Le cerveau et le corps des orques ont évolué pour s'épanouir dans un milieu socioculturel complexe et libre. Lorsqu'on les empêche de vivre cette expérience, comme c'est le cas dans les bassins où ils sont contraints de vivre dans des conditions très artificielles, il en résulte un stress chronique.

Dans leur environnement naturel, les orques passent une grande partie de leur temps à socialiser et à voyager, de 35 à 75 miles par jour, en groupes familiaux très proches appelés "pods". Les posq font partie d'une communauté plus large, soudée par de fortes traditions culturelles. Les cultures des orques à travers le monde sont variées, complexes et uniques à chaque groupe ; des méthodes de chasse aux régimes alimentaires et aux dialectes, tous ces éléments de la culture sont transmis d'une génération d'orques à l'autre par l'apprentissage. Les orques ont un cerveau parmi les plus élaborés de la planète, avec un poids près de 2,5 fois supérieur à celui prévu pour leur taille adulte et une surface consacrée aux fonctions néocorticales (cognition d'ordre supérieur) plus importante que celle du cerveau humain. Et la zone du cerveau des mammifères la plus impliquée dans le traitement des émotions, appelée système limbique, est également très développée chez les orques, et possède des connexions solides avec d'autres parties du cerveau par le biais d'un lobe para-limbique. Ce cerveau complexe soutient une intelligence sophistiquée, qui entre en jeu pour apprendre et mémoriser des informations importantes pendant une période juvénile prolongée et leur permet de devenir les membres prospères d'une société d'orques en liberté.
Tous les mammifères, y compris les orques et les autres cétacés, réagissent au stress avec les mêmes structures et mécanismes cérébraux connus sous le nom d'axe hypothalamo-hypophyso-surrénalien (HPA),qui libère une cascade d'hormones dans le reste de l'organisme.

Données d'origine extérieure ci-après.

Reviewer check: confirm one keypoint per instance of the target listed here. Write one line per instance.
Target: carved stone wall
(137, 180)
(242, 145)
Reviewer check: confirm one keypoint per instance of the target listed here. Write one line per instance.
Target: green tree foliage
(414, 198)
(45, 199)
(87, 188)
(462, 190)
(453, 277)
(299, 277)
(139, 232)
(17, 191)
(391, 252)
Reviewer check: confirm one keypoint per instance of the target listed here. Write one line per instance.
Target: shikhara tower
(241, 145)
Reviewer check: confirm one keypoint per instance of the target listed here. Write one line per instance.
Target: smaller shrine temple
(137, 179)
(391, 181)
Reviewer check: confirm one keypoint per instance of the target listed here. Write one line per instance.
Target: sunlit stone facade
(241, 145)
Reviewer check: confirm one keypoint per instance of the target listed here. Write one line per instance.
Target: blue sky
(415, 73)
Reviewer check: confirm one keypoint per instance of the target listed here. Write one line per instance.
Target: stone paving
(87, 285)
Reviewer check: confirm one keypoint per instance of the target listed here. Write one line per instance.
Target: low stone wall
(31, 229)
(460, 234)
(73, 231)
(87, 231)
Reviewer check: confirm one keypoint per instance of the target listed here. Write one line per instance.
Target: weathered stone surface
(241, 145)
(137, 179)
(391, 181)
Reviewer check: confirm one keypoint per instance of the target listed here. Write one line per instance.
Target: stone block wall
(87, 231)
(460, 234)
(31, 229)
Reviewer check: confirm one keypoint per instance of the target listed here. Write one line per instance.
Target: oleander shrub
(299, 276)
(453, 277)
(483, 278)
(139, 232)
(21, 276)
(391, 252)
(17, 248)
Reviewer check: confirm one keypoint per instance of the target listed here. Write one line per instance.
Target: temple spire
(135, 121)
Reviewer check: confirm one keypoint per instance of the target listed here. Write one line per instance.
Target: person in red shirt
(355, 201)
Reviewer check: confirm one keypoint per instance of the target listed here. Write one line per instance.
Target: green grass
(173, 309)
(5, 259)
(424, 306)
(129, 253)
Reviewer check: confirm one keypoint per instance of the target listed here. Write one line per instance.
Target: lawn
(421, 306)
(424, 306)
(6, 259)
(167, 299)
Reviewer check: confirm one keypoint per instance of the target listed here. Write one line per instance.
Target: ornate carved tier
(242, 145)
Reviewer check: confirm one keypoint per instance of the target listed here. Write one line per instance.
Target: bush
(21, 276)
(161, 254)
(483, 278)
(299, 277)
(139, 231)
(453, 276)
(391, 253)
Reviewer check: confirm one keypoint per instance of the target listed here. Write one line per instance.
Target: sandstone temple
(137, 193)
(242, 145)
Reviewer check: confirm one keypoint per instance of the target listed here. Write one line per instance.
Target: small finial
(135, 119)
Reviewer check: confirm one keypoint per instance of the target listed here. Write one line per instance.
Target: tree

Lorsqu'une menace est détectée, les hormones qui libèrent la corticotropine produites par l'hypothalamus (une structure située sur la face ventrale du cerveau), provoquant la libération de l'hormone adrénocorticotrope par l'hypophyse et, à son tour, la libération de glucocorticoïdes par les glandes surrénales (parties du système endocrinien qui se trouvent au sommet des reins). Le principal glucocorticoïde impliqué dans cette réponse est le cortisol, connu sous le nom d'« hormone du stress ». La libération de cortisol a plusieurs effets sur le corps qui préparent l'organisme à combattre ou à fuir, et l'un des plus importants est la suppression temporaire du système immunitaire. Mais cette réponse a évolué pour permettre aux organismes de faire face à des stress aigus et de courte durée qui se résolvent rapidement, et permet ainsi de ramener l'organisme à la stabilité, ou homéostasie - et non au stress chronique et de longue durée de la vie dans un bassin en béton.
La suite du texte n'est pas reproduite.